Hybrid Disc Problems with Toast and Director

We’ve been using Toast to burn Hybrid CDs since 1994. When I first purchased the new version I was a bit upset that they took out the ability to burn old-style hybrid CDs. However, they didn’t remove the functionality, they just turned it off. Go into the preferences and enable “Show legacy formats and settings” and it will behave just like it did before. Well, almost. Now it has some really annoying animation, but otherwise it works the same. One other difference was a bit harder to track down and fix.

All of our software current software titles were made with Macromedia Director and with the introduction of OSX Lion they no longer work. The transition to Adobe Director 11.5 has been relatively painless except for some old Flash code in Actionscript 1.0 that hasn’t updated nicely to ActionScript 2.0.

However, when we gave the discs to some people in the office to test they got two errors. When they tried to run program from the disc, an application alert came up telling them “This application requires Adobe Shockwave 11, which can not be found. Click to download it.” If they try to copy it to the hard drive, they get a different error. “The alias “Gamename” cannot be copied to the destination, perhaps because the destination does not support this type of alias.” Our development machines don’t give any errors—even the alias one.

It turns out that the problem is in the way Toast handles (or rather doesn’t handle) aliases in the app bundle.

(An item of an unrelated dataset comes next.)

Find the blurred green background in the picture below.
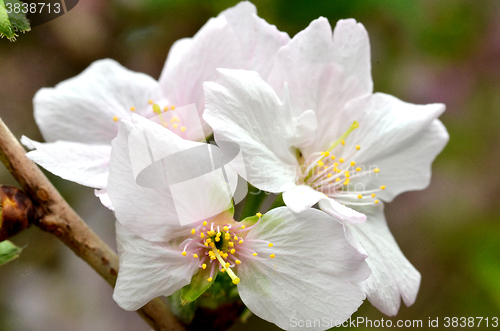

The app bundle looks like this

Hybrid CD Error

If you follow the aliases you’ll find that
DPLib ==> /Contents/Frameworks/DPLib.framework/Versions/A/DPLib
Resources ==> /Contents/Frameworks/DPLib.framework/Versions/A/Resources

Replace the aliases with the source files, and do the same thing in IMLLib.framework and ProjLib.framework. As near as we can tell the Current alias isn’t necessary and can be deleted from all three locations.

Once you have all your aliases replaces and successfully burned a test CD, make a copy of the Frameworks folder. You can replace the Frameworks folder in new apps with the one that you have working.

The solution was tested on OSX 10.3.9, 10.4.11, 10.5.8, and 10.6.8. We haven’t had access to a Lion machine yet.

Color Depth

We started out making games with Director 4 back when Windows only supported 8 bit palettes and monitors were 640×480. We chose a background color from the Mac Palette that is hex #0066FF. About 5 years ago we updated our movies so that they would fill the whole screen on larger monitors. Most of the backgrounds and menus Flash .swf files. They scale nicely at all resolutions. We had a bunch of backgrounds masks that are solid colors so we just transformed them to 16 bit bitmaps.

We’re updating a bunch of Director movies to D11.5 so that they will run on OSX Lion and our graphic designer noticed that the backgrounds weren’t exactly the right color. It turns out that Director, for its usual inscrutable reasons, didn’t map the Mac Palette color to #0066FF and they ended up being #0063FF instead. Transforming them back to 8 bit and then to 32 bit fixed the problem.